Aslî ve hükmî her canlı, tabiattaki zıddiyet prensibi gereği kendisinin zıddı olan varlıkla etkileşim içinde varlığını sürdürür. Yani varlığı zıddıyla kâimdir. Mesela erkek-dişi, gece-gündüz, Âdem-şeytan, cennet-cehennem, eksi-artı, sağ-sol, iyi-kötü, doğu-batı, İslâm- Hıristiyanlık gibi örnekler dünyanın ya da hayatın "zıtların etkileşimi veya mücadelesi sonucu oluşan denge/ler" üzerinde döndüğünü anlatmaktadır. Yani, her canlının hayatî gelişim şartları zıddıyla dengelenir. Dolayısıyla, hayat sürekli bir denge prensibi üzerinde devam eder ve böyle olduğu için de bir anlam kazanır. Diğer yandan, bu kanun gereği, dünya var oldukça zıt kutuplardan birisi diğerini ortadan kaldıramaz. Aksi halde hayatın anlamı kalmaz, varlık boşlukta veya anlamsız kalır.

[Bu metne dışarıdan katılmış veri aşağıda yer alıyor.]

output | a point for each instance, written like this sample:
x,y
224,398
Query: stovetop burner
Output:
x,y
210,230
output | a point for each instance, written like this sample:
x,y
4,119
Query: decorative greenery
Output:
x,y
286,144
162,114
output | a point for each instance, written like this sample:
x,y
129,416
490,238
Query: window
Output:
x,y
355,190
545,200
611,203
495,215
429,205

Birbirine zıt varlıkların etkileşimi ya da mücadelesi sonucunda ortaya çıkan dengenin asıl anlamı ise, hayatı mümkün ve devamlı kılan pozitif değerlerdir. Aslında, zıddiyet kanununun varoluşsal hedefi de bu değerlerin ortaya çıkışını sağlamaktır.

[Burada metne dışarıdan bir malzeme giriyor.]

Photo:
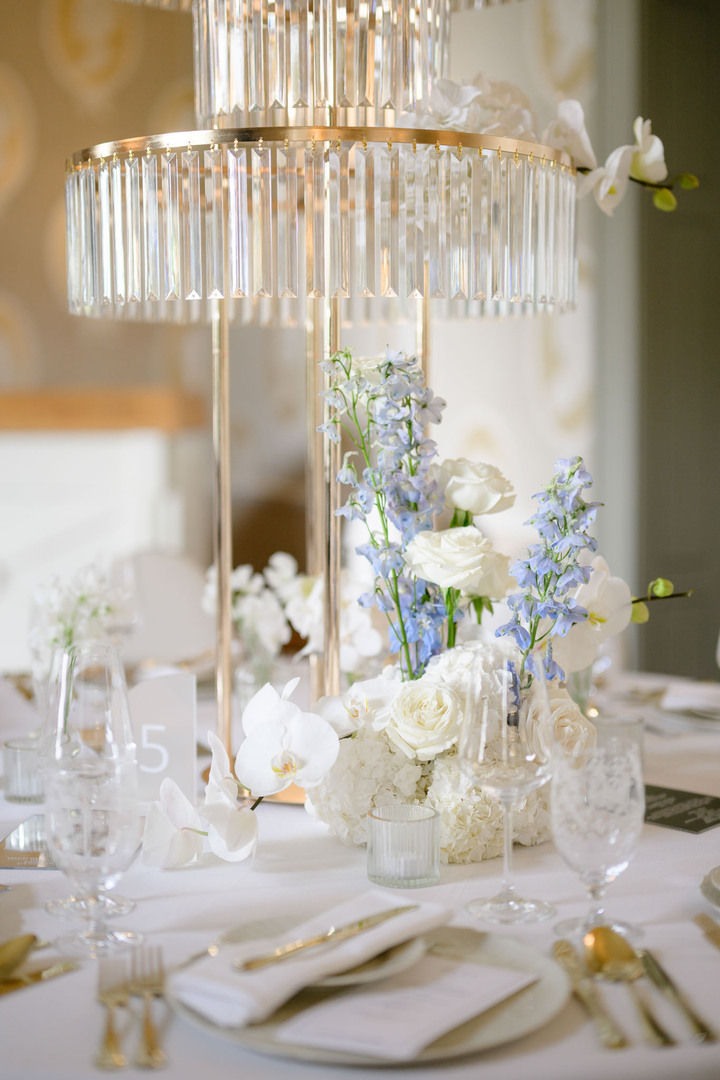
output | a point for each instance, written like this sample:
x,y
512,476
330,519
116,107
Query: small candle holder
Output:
x,y
403,846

İki zıt kutbun ortasında oluşan denge alanında, ezelden kıyamete kadar bu pozitif değerler taşınacaktır. Hz. Âdem'e bir insan olarak yüklenen "emânet" de işte hayatı mümkün kılan bu pozitif değerler ya da evrensel insani değerlerdir. Aslında, her çeşit canlı bu değerlerin korunması ve sonraki nesillere taşınmasına katkısı oranında pozitif bir değer ve anlam kazanır.

Bu katkı ne kadar azalırsa, canlının varlığı da o kadar anlamsızlaşır ve o derece yok oluşa sürüklenir. İşte tarih ilmini evrensel insani değerler manzumesini belirlemede rakipsiz kılan yanı, bu işte asli vasıta olması olmalıdır.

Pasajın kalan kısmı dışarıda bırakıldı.